View Issue PDF View Issue Flipbook Back to Latest Issue
Acronyms Worth Knowing
(relating to proposed new Condominium Legislation in Ontario)
By CCI | Other articles by CCI
In an effort to help condo directors navigate their way through finding qualified industry professionals to work with, CCI presents Alphabet Soup, a quarterly column to help directors make meaning of what the letters for various industry designations mean. This article will focus on the acronyms relating to proposed new Condominium Legislation in Ontario.
As the Government of Ontario moves forth with new Condominium Legislation in Ontario, Bill 106, consisting of two statutes - the Protecting Condominium Owners Act, 2015 and the Condominium Services Act, 2015, will soon become law. Within these statutes are many acronyms which will become more commonly used.

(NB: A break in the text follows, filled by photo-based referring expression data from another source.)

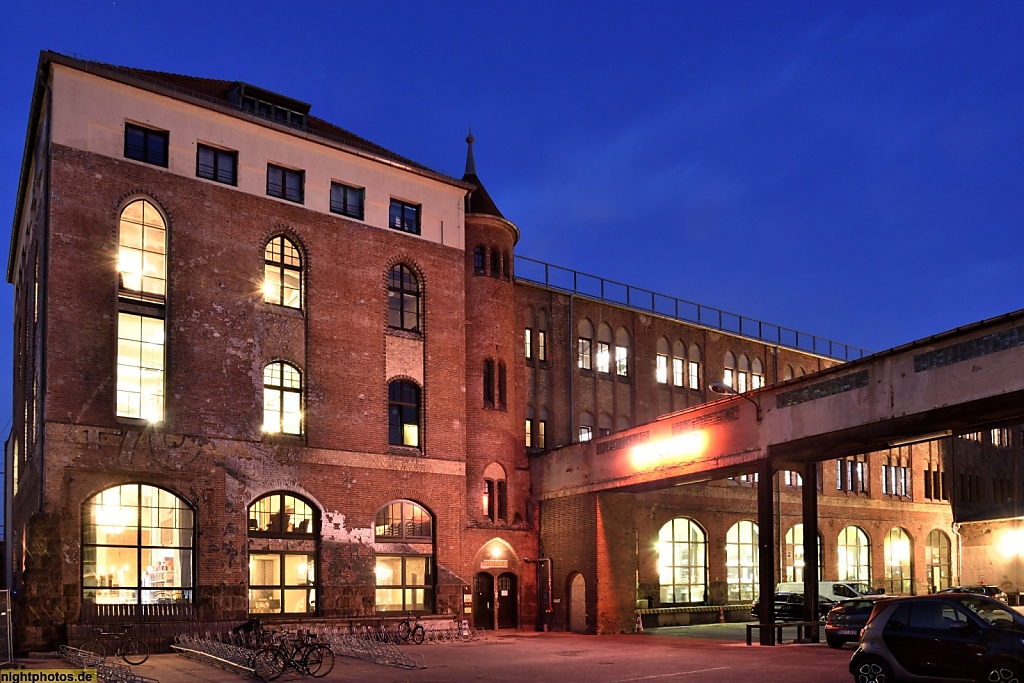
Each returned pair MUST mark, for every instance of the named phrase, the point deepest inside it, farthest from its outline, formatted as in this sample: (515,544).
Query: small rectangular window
(285,183)
(404,216)
(346,201)
(219,165)
(145,144)
(603,357)
(662,369)
(583,354)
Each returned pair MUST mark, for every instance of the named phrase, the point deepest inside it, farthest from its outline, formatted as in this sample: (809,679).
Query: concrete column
(766,549)
(616,562)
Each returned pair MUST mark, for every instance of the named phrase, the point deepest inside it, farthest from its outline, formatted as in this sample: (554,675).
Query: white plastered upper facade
(89,114)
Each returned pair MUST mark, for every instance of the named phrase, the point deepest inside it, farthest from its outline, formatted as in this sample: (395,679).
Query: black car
(790,607)
(947,636)
(993,592)
(844,622)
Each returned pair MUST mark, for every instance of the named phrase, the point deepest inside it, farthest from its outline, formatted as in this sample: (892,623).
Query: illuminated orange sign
(669,451)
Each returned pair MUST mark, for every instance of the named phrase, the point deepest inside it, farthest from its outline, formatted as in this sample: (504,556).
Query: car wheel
(873,670)
(1000,672)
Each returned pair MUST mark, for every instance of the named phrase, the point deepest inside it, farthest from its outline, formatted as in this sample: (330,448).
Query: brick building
(264,367)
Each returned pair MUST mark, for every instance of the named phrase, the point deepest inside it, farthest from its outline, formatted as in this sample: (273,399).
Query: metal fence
(608,291)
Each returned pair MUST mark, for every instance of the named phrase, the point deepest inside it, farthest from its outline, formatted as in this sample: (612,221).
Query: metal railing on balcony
(607,291)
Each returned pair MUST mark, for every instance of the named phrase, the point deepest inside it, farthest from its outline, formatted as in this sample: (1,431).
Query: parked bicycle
(132,650)
(410,629)
(306,656)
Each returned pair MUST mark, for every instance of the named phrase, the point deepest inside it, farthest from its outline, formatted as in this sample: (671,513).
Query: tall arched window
(137,547)
(794,563)
(403,414)
(729,374)
(682,562)
(282,398)
(403,543)
(741,561)
(622,352)
(937,560)
(402,299)
(283,273)
(141,252)
(585,345)
(283,531)
(898,553)
(854,555)
(142,275)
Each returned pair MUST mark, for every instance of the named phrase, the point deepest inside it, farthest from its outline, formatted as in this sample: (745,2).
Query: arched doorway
(578,604)
(483,601)
(508,601)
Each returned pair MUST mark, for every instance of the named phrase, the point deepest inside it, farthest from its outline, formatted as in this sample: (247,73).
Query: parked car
(993,592)
(844,622)
(961,636)
(790,607)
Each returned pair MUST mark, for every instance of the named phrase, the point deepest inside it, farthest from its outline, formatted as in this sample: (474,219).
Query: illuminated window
(729,372)
(145,144)
(404,216)
(286,183)
(404,581)
(282,581)
(140,367)
(741,561)
(584,347)
(402,299)
(794,560)
(622,352)
(757,374)
(142,252)
(282,398)
(898,552)
(283,273)
(854,555)
(218,165)
(682,562)
(346,201)
(137,547)
(937,563)
(662,369)
(403,414)
(694,367)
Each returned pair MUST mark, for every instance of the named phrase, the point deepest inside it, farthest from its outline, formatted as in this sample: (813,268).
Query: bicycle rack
(109,672)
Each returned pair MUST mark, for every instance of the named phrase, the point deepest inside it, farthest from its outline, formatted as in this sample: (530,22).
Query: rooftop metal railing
(607,291)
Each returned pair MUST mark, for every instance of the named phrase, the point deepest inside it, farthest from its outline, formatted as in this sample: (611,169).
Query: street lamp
(726,390)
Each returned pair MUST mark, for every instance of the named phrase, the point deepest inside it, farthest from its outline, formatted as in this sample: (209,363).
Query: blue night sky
(852,170)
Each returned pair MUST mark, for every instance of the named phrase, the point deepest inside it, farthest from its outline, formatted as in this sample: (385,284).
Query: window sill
(404,334)
(404,451)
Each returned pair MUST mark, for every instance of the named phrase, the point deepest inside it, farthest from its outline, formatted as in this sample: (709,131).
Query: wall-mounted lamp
(726,390)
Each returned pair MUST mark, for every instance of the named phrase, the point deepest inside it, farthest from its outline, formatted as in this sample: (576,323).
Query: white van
(834,590)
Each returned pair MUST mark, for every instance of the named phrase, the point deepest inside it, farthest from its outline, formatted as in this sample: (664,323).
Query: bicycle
(132,650)
(410,629)
(308,657)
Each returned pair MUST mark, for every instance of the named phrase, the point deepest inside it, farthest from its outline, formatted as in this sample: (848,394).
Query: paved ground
(714,653)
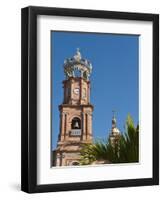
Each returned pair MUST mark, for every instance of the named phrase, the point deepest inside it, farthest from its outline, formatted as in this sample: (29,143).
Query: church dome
(77,66)
(115,131)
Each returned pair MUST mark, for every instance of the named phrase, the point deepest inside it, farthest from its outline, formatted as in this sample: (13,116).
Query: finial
(113,119)
(113,111)
(77,56)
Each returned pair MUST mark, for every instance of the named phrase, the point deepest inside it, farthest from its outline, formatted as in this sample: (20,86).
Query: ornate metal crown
(77,66)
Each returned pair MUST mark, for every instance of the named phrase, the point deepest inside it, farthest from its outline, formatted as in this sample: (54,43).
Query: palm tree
(126,150)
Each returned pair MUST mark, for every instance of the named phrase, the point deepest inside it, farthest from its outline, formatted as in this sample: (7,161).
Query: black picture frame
(29,99)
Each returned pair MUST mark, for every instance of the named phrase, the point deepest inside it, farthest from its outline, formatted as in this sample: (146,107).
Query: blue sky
(114,78)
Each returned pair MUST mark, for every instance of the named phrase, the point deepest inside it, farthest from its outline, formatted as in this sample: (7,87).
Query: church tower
(75,111)
(115,134)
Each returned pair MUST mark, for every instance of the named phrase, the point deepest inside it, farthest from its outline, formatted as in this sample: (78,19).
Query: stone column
(89,126)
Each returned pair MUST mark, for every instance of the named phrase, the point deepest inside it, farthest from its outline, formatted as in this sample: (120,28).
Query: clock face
(76,91)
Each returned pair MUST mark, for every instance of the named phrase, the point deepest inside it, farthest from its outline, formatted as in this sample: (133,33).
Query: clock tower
(75,111)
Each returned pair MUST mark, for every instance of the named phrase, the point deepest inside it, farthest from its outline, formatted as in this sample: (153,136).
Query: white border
(47,175)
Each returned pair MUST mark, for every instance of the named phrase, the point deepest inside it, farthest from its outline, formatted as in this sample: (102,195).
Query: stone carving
(77,67)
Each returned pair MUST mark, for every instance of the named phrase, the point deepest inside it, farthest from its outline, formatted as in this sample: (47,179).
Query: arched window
(75,163)
(76,123)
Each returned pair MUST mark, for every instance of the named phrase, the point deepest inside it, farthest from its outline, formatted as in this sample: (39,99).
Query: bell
(76,125)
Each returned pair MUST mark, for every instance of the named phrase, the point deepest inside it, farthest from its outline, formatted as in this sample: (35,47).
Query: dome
(77,66)
(115,130)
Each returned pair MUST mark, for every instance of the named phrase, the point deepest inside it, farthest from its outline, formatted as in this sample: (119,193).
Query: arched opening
(75,163)
(76,123)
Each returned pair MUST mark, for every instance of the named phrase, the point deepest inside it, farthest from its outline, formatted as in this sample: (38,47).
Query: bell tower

AAs: Administrative Authorities
Under the new legislation, two AAs or Administrative Authorities will be created; the Condominium Authority Office and the Condominium Management Licensing Authority.
CAO: Condominium Authority Office
The CAO will handle functions under the amended Act relating to matters such as education for directors, administering a registry of and data about condominium corporations and dispute resolution.
CMLA: Condominium Management Licencing Authority
The CMLA will be responsible for the licensing and regulation of condominium property managers.
CMSA: Condominium Management Services Act
One of the two statutes covered under Bill 106. It deals primarily with the licensing and regulation of condominium property managers.
PCM: Principal Condominium Manager
As part of the condominium management provider licence application, a principal condominium manager working for the applying organization must be identified. The PCM must hold a general licence and must have successfully completed educational requirements for a PCM, if any, as specified by the Minister or registrar.
POCA: Protecting Condominium Owners Act
One of the two statutes covered under Bill 106. It significantly and dramatically amends much of the Condominium Act, 1998.